Sara Sefchovich
Toda la historia de la cien-cia moderna, decía Paul Lauterbour, puede ser escrita a partir de los textos científicos que las revistas académicas no aceptaron publicar.
El autor hablaba por experiencia propia, cuando a principios de los años 70 empezó a mandar sus artículos acompañados de extrañas fotografías, se los devolvían uno tras otro porque a los comités no les parecían interesantes o significativos. Luego fue quien desarrolló la resonancia magnética nuclear, que toma fotografías no invasivas del cerebro y la columna por lo cual en 2003 recibió el Premio Nobel de Medicina.
Sus trabajos nunca respetaron las fronteras entre química, física y medicina ni tampoco él aceptó los sistemas universitarios con sus esquemas de lo que se debe hacer y lo que no se permite. Estos son tan fuertes, que en la nueva biografía de Albert Einstein que publicó a principios de este año Walter Isaacson, afirma de manera contundente que el hecho de que nunca hubiera podido conseguir un puesto académico es lo que le permitió ser quien fue: “Como académico Einstein nunca habría sido Einstein porque hubiera tenido que aceptar las presiones del dogma científico prevaleciente y se habría visto obligado a sacar artículos que dijeran cosas suficientemente conocidas y a ser cuidadoso para atreverse a cuestionar las nociones aceptadas.”
Esa academia anquilosada le impidió a algunos ir más lejos (el caso notable de Max Planck) y el hecho de que Einstein terminara como burócrata en la oficina de patentes, le permitió seguir su propio camino, ser audaz y cuestionar los principios aceptados hasta “echar por la borda el pensamiento convencional que había definido a la ciencia durante siglos”.
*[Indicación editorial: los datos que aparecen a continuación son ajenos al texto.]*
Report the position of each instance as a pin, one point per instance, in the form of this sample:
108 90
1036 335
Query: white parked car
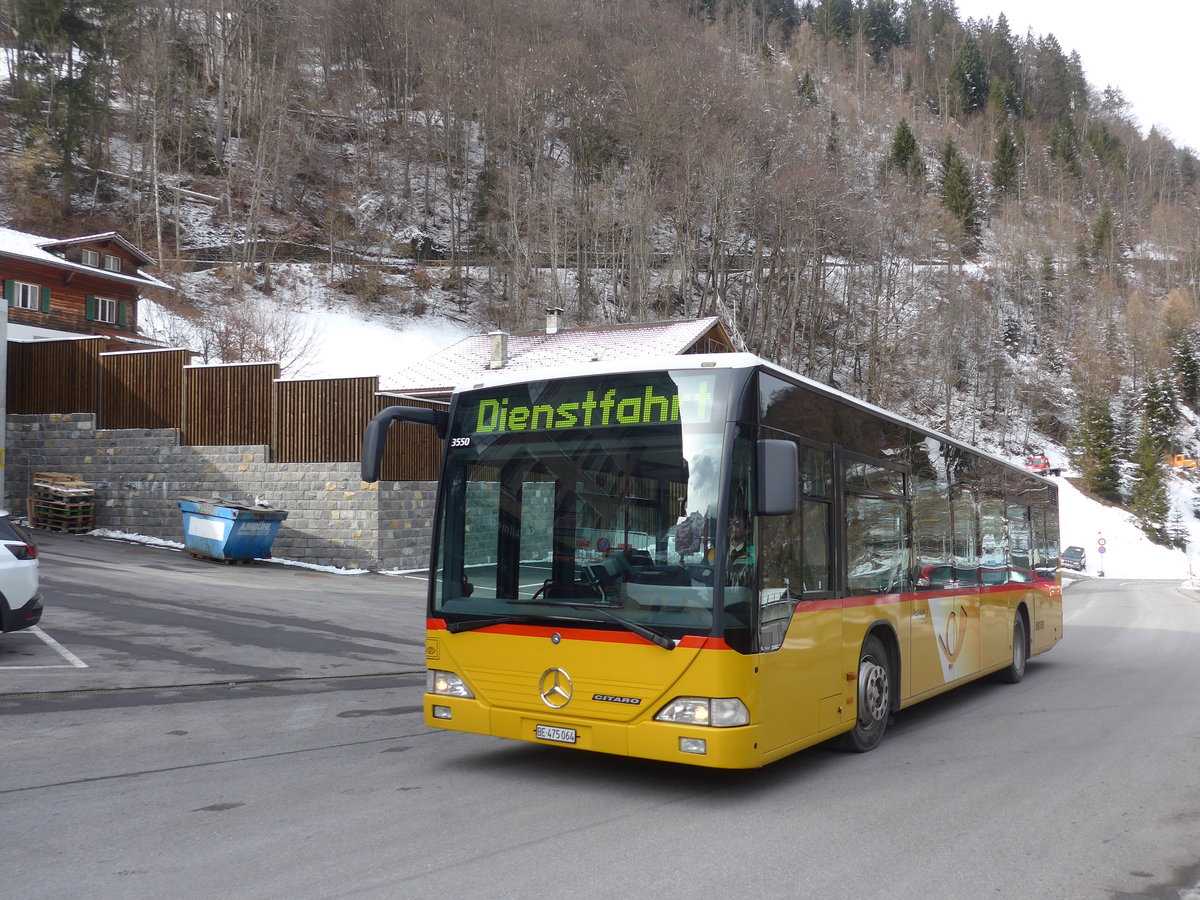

Este año, uno de los ganadores del Nobel de Medicina, Mario Capecchi, estudió biología molecular en Harvard, pero las rivalidades entre colegas y las rígidas fronteras de lo permitido, lo hicieron abandonar esa meca académica y buscar una universidad menor donde lo dejaron hacer lo que quiso. En su opinión, el conocimiento se compone de círculos, el más pequeño es aquel en el que todos están haciendo lo mismo “y conforme vas cruzando la frontera al siguiente, menos personas están dispuestas a seguir porque estás abriendo nuevas áreas. Allí te topas con los cuidadores de la puerta, los que no quieren que pases la línea y dicen ‘eso no vale la pena, no tiene caso seguir por ese camino’”. Eso fue lo que le dijeron a él, pero (afortunadamente) los ignoró.
La academia está tan llena de esos “cuidadores de la puerta”, que se convierten en verdaderos caciques que impiden pasar a nadie o a nada que no sea como ellos quieren. Escribe Arnaldo Cordova: “Nuestros grandes intelectuales se convierten en caciques. Su autoridad intelectual no puede ponerse en duda y de ello se aprovechan. Comienzan a decidir todo lo que debe y puede hacerse, deciden lo que es bueno y lo que es malo, deciden quiénes están bien o mal de acuerdo con los cartabones que ellos mismos imponen; quién pasa y quién no pasa la prueba de sus paradigmas, quién se queda o quién debe ser excluido.”
El tema viene a cuento por lo que le acaba de suceder al científico James Watson, Nobel de Medicina en 1962. Sus recientes declaraciones en el sentido de que los africanos no tienen la misma inteligencia que otros grupos genéticos, provocaron una polémica brutal, a la que él respondió diciendo que “los genes determinan de forma significativa la inteligencia y que al margen de lo político y lo social, debemos basar nuestra visión del mundo en el estado de nuestro conocimiento, en los hechos, y no en lo que nos gustaría que ocurriera”. Y agregó que: “Aunque todas nuestras políticas sociales están basadas en el hecho de que su inteligencia es la misma que la nuestra, todas las pruebas indican que no es así. El abrumador deseo de la sociedad de hoy es asumir que poderes iguales de raciocinio son una herencia universal de la humanidad. Pero simplemente quererlo no basta. Eso no es ciencia”. Desde su punto de vista, la respuesta a las preguntas que han disturbado a la humanidad por cientos de años no es fácil, puesto que la genética puede ser cruel.
Así le pasó a Darwin, cuando en 1859 publicó su libro El origen de las especies, en el que habló de evolución cuestionando el paradigma de que Dios había creado todo. Hasta el día de hoy esto provoca amargos debates. Pero así como la ciencia de Darwin no se opone a la religión, así la de Watson no pasa por el racismo, ni por calificar de inferioridad sino de diferencia. Pero ya nos lo han dicho, romper fronteras no es sencillo.